Nearly all the indicators seem to be going one way only: increased appetite for private credit secondaries. In this context, the record $1.4 billion fundraising for Coller Capital’s Credit Opportunities I fund this week was no great surprise. The vehicle raked in almost double the $750 million it set out to achieve in May last year.
As reported by our colleagues on Secondaries Investor, this was far from the only significant private credit secondaries announcement of recent times. Coller was also involved in the largest deal in the market in 2021 when it invested $580 million for a portfolio of interests from Chinese insurer Ping An. It was also the year in which fund management giants Ares and Apollo made big strides into the private credit secondaries space.
Readers will have noted that the opening sentence included the word nearly. As yet, private credit dealflow is still surprisingly small, with a disclosed figure of around $2 billion per annum. But the significant thing here may be what’s undisclosed. In our February 2022 issue, an article from Daniel Roddick of advisory firm Ely Place Partners suggested that much of the dealflow is accounted for by unreported transactions such as co-investment portfolio financing and the sale of warehoused assets into separately managed accounts. Add in these deals and the total rises to around $10 billion-$15 billion a year, he thinks.

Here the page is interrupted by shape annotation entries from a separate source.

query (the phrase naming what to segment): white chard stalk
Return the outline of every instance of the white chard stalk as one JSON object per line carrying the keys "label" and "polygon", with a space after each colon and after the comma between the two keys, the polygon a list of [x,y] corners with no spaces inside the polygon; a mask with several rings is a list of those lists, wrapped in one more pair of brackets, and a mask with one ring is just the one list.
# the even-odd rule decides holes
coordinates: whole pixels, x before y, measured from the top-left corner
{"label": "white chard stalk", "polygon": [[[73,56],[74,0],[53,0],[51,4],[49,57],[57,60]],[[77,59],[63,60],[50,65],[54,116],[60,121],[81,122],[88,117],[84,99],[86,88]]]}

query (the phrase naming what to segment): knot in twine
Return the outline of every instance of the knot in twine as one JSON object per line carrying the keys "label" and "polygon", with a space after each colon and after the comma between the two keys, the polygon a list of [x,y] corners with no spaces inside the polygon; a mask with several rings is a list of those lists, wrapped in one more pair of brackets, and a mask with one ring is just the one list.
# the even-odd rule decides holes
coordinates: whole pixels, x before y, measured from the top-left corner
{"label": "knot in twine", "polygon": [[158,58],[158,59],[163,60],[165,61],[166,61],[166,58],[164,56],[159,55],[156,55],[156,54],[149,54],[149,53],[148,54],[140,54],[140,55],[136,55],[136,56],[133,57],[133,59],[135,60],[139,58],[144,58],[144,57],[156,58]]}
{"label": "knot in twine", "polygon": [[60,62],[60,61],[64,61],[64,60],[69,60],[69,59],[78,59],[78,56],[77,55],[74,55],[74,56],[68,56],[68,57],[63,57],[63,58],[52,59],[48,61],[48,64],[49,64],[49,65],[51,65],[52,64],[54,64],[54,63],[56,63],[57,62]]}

Perhaps more of a puzzle is to be found within our LP Perspectives Study, also part of our February edition. The study canvasses the views of well over a hundred investors and discovered that only 7 percent were planning to invest in private credit secondaries funds over the next 12 months. This represents a decline from the 12 percent planning such investment at the beginning of 2021 and a high of 15 percent at the start of 2020.
Part of the explanation for the thus-far stunted growth of the market may be private debt’s self-liquidating nature. Contrary to other types of alternative asset, loans last for fixed terms before being repaid or refinanced. Debt fund lives are also typically shorter, lasting six to eight years as opposed to private equity’s 10 to 12, so there are fewer natural sellers. It may also be that LPs are expecting a quiet period for fundraising following the leaps forward over the past 12 months.
So far, at least, we have arrived at a rather odd-looking state of affairs: a market where the largest fundraising announcement so far coincides with a reluctance from LPs in general to throw their weight behind it.